Football Legend Peter Schmeichel
Goteborg e Barcellona distano 2,5 mila chilometri l’una dall’altra e sono state teatro, il 26 giugno 1992 ed il 26 maggio 1999, di due veri miracoli sportivi: la vittoria della Danimarca nell’Europeo svedese e la vittoria del Manchester United in Champions League negli ultimi tre minuti di una finale al cardiopalma contro il Bayern Monaco. A distanza di sette anni tra i due eventi, c’è un calciatore che ha disputato entrambe le finali. Un giocatore molto particolare, un portiere biondo, grande e grosso, con delle mise molto eccentriche ma che era al tempo stesso una scheggia ed un trascinatore: Peter Schmeichel.

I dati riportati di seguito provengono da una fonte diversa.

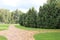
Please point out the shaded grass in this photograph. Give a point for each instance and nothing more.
(4, 26)
(3, 38)
(28, 28)
(48, 36)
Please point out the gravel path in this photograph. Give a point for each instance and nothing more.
(14, 33)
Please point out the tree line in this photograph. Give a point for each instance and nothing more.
(9, 17)
(47, 17)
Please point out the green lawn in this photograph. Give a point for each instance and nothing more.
(47, 36)
(4, 26)
(26, 28)
(3, 38)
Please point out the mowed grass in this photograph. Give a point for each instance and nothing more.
(48, 36)
(4, 26)
(3, 38)
(25, 28)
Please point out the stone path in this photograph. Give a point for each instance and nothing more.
(14, 33)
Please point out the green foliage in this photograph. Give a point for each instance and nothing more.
(29, 19)
(47, 36)
(47, 17)
(9, 17)
(3, 38)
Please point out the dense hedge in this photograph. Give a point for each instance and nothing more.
(47, 17)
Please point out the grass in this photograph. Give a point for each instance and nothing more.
(48, 36)
(3, 38)
(4, 26)
(25, 28)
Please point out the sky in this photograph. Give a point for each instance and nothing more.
(22, 5)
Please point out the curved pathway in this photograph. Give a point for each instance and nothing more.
(14, 33)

Classe 1963, è stato l’idolo di Old Trafford per otto stagioni e di una generazione di tifosi per la sua sfrontatezza, grinta, forza e abilità tra i pali.

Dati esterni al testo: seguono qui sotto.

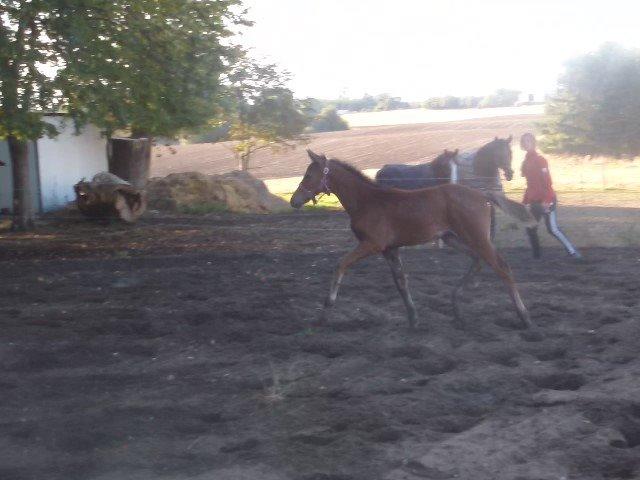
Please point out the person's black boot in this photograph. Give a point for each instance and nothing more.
(532, 233)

Sin da bambino voleva fare il portiere, ma non disdegnò mai di fare il “portiere volante”, ovvero parare con licenza di uscire dalla porta e segnare. Cose da parchetti e da oratori, ma che lui ha cercato di trasportare nei campi veri e propri.

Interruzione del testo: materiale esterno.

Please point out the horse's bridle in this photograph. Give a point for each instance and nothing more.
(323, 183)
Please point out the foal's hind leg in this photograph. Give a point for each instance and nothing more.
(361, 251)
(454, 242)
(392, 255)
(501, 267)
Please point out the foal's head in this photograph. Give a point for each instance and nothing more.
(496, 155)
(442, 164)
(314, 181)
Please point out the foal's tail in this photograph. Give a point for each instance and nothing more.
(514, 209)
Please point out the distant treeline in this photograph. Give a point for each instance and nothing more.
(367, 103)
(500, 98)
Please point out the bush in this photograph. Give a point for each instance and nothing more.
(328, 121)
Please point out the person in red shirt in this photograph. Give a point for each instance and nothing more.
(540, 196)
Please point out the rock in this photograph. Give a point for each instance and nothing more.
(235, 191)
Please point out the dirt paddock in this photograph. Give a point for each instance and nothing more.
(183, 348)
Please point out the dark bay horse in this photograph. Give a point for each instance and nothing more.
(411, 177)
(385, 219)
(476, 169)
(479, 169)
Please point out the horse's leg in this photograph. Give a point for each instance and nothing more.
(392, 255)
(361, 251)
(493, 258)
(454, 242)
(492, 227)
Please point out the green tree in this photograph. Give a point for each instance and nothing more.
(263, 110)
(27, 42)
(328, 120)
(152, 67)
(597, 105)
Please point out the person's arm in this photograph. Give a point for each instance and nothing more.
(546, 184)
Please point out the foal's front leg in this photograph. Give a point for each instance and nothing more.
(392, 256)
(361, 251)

A vent’anni debuttò nella massima serie danese con la maglia rossoblu del Hvidovre. Con la squadra dell’Hovedstaden iniziò a farsi conoscere e apprezzare da parte degli addetti ai lavori. Nel 1987 Schmeichel passò al Brondby: la squadra di mister Peitersen decise di puntare su quel ragazzone biondo affidandogli le chiavi della porta di una delle squadre più famose di Danimarca: dopo aver fatto per qualche tempo l’operaio e l’addetto alle pulizie, il ventiquattrenne Peter diventava un portiere pro. In cinque stagioni vinse 4 titoli nazionali, una coppa nazionale, giocò in Coppa dei Campioni e arrivò anche a un passo da una clamorosa finale di Coppa Uefa nel 1991. Sarà la Roma a stroncare i sogni di gloria dei danesi. O meglio, sarà un gol di Völler all’87’ a portare i giallorossi in finale. Prima di quella grande cavalcata europea (eliminati nell’ordine Eintracht Francoforte, Ferencvaros, Bayer Leverkusen e Torpedo Mosca), il Brondy aveva raggiunto i quarti di finale di Coppa dei Campioni nel 1987, venendo eliminato dal Porto. Schmeichel aveva 28 anni e in quella manifestazione si attirò le attenzioni di diversi club europei. Fu lesto il Manchester United ad accaparrarselo, portandolo ad Old Trafford per una cifra intorno al mezzo milione di sterline dell’epoca.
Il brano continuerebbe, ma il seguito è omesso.